By Laura M. Browning in Arts & Entertainment on Feb 17, 2011 5:00PM

The Museum of Contemporary Art recently opened Jim Nutt: Coming Into Character, an exhibit that moves easily between haunting and hilarious with its vivid portraits of imaginary women. Nutt is a Chicago artist and founding member of the surrealist group the Hairy Who, which exhibited at the Hyde Park Art Center in the late 1960s. Although it includes nearly half a century of Nutt’s work, the MCA exhibit is more of a focused retrospective, most of it portraits of imagined women over a period of about 20 years.

It’s impossible not to see traces of Picasso in Nutt’s angular, cock-eyed portraits, but if you look closer, you can see a lot more, like the whisper of Renaissance paintings or modernists like Matisse and Miró.  (Hint: flip through the exhibition catalogue on the reading table at end of the exhibit. We wish they’d included some of these comparisons in the labels, as it’s well worth your time.)
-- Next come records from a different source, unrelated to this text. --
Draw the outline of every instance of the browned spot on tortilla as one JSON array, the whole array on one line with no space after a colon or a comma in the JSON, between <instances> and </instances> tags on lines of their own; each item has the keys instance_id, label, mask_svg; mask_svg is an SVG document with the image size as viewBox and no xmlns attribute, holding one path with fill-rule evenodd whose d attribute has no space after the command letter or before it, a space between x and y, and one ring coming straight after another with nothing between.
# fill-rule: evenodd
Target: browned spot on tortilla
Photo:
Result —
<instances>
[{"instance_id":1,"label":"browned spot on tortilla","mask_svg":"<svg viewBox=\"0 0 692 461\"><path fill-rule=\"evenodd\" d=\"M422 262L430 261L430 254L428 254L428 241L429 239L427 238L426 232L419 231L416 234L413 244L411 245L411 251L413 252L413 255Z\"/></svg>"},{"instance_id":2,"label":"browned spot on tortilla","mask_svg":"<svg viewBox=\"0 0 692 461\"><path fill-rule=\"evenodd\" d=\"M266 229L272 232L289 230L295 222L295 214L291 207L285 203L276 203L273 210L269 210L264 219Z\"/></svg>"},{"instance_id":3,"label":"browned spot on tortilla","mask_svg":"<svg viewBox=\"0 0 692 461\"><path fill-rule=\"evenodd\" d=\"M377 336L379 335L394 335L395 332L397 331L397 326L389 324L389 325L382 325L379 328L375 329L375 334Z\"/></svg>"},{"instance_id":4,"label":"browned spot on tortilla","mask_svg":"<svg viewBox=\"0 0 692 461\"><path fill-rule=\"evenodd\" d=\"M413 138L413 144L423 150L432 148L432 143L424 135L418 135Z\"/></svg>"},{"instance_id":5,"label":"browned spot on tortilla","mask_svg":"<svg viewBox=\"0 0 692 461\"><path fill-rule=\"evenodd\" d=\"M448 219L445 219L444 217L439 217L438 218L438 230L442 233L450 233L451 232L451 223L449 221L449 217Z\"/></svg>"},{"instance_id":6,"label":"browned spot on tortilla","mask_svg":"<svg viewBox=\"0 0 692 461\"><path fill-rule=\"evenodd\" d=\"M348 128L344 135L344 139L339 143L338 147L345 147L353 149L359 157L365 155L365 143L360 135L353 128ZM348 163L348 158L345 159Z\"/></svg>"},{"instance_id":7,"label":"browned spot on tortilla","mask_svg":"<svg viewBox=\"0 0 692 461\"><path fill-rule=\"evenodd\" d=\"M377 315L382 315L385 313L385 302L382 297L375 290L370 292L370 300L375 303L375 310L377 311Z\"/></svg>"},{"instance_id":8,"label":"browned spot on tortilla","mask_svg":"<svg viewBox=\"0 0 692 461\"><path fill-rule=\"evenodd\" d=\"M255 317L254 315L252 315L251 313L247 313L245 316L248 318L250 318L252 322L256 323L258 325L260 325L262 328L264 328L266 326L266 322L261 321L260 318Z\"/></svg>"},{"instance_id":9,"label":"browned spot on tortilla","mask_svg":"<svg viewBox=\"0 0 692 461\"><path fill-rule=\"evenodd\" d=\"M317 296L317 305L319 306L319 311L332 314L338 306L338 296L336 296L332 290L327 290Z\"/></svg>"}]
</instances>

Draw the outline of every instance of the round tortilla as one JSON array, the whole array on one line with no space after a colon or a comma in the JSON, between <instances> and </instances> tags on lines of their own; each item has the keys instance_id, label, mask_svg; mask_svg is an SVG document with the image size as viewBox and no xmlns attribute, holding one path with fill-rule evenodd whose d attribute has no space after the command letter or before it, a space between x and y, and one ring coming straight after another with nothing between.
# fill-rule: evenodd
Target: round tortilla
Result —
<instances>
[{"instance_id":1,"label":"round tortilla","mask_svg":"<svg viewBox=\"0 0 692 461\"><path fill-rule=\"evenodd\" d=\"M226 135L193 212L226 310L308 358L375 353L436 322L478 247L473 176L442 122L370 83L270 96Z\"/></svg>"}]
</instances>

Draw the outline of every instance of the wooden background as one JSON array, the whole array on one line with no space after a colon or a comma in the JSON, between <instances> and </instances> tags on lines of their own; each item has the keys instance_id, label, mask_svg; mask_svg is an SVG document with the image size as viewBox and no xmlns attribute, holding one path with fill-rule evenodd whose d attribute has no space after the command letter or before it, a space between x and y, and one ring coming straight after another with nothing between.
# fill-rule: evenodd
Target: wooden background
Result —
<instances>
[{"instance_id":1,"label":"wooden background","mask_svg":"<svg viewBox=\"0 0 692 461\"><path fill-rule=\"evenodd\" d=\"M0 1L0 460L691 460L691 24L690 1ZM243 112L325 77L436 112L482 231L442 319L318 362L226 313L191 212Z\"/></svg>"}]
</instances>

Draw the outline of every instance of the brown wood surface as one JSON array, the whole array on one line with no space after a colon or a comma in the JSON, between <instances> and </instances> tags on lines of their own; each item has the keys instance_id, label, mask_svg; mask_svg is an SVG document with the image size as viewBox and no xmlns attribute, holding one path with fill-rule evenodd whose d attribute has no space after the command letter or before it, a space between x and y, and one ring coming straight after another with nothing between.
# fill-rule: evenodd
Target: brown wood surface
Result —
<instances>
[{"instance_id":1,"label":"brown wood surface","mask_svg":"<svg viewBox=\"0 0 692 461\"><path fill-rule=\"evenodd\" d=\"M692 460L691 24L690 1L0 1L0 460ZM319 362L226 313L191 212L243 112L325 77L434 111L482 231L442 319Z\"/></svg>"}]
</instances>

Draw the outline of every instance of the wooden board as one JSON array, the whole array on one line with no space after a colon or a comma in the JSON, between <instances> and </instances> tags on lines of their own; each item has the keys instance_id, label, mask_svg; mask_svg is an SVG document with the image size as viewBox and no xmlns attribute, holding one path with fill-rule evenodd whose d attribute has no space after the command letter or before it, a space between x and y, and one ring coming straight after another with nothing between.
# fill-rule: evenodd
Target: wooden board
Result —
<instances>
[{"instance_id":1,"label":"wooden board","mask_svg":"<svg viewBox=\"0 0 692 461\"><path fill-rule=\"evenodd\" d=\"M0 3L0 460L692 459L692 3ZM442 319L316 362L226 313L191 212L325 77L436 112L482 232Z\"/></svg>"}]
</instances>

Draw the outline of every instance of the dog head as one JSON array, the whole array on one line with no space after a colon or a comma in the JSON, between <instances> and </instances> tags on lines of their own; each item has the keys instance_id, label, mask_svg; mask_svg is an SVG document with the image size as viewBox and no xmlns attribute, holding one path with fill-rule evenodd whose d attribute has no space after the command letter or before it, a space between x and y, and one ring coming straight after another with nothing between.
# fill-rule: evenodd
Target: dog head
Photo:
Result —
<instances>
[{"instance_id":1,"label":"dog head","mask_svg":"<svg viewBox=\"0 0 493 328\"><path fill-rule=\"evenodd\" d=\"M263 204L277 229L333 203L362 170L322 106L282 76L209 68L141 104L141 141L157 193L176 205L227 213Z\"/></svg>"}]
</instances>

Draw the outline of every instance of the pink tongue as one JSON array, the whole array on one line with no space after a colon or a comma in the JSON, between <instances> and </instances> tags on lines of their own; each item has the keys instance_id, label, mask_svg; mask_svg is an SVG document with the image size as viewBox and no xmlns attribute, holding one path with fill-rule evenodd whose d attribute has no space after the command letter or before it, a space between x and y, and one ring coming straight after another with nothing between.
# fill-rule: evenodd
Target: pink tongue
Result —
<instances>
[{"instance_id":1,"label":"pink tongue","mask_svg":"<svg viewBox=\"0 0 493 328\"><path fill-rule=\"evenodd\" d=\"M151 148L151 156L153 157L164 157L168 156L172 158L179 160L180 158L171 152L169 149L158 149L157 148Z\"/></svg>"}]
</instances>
Nutt’s acrylics are rich and evocative and detailed—the images above don’t even start to capture what they’re like in person—and many of the women are placed on solid backgrounds that meld into hand-painted frames, a technique that recalls paintings from centuries past, and many of the drawings and sketches that led to the finished portraits — a nice curatorial touch for anybody interested in the process of creating art.

The exhibit also includes a number of paintings from the Hairy Who era, many of which are painted on materials like the reverse side of Plexiglas—and one is actually on a window shade—and feature perverse and psychedelic subjects in super saturated colors. (With a name like Hairy Who, you’ve got to appreciate their strange sense of humor, but if you don’t, the most graphic paintings are in an adjoining gallery with a parental warning). The precision and vividness of Nutt’s paintings are something you might be more accustomed to seeing in computer-generated art, making his paintings all the more stunning.

Jim Nutt: Coming Into Character is on exhibit at the Museum of Contemporary Art, 220 E. Chicago Ave, through May 29. Admission is $12 for adults and free to all on Tuesdays.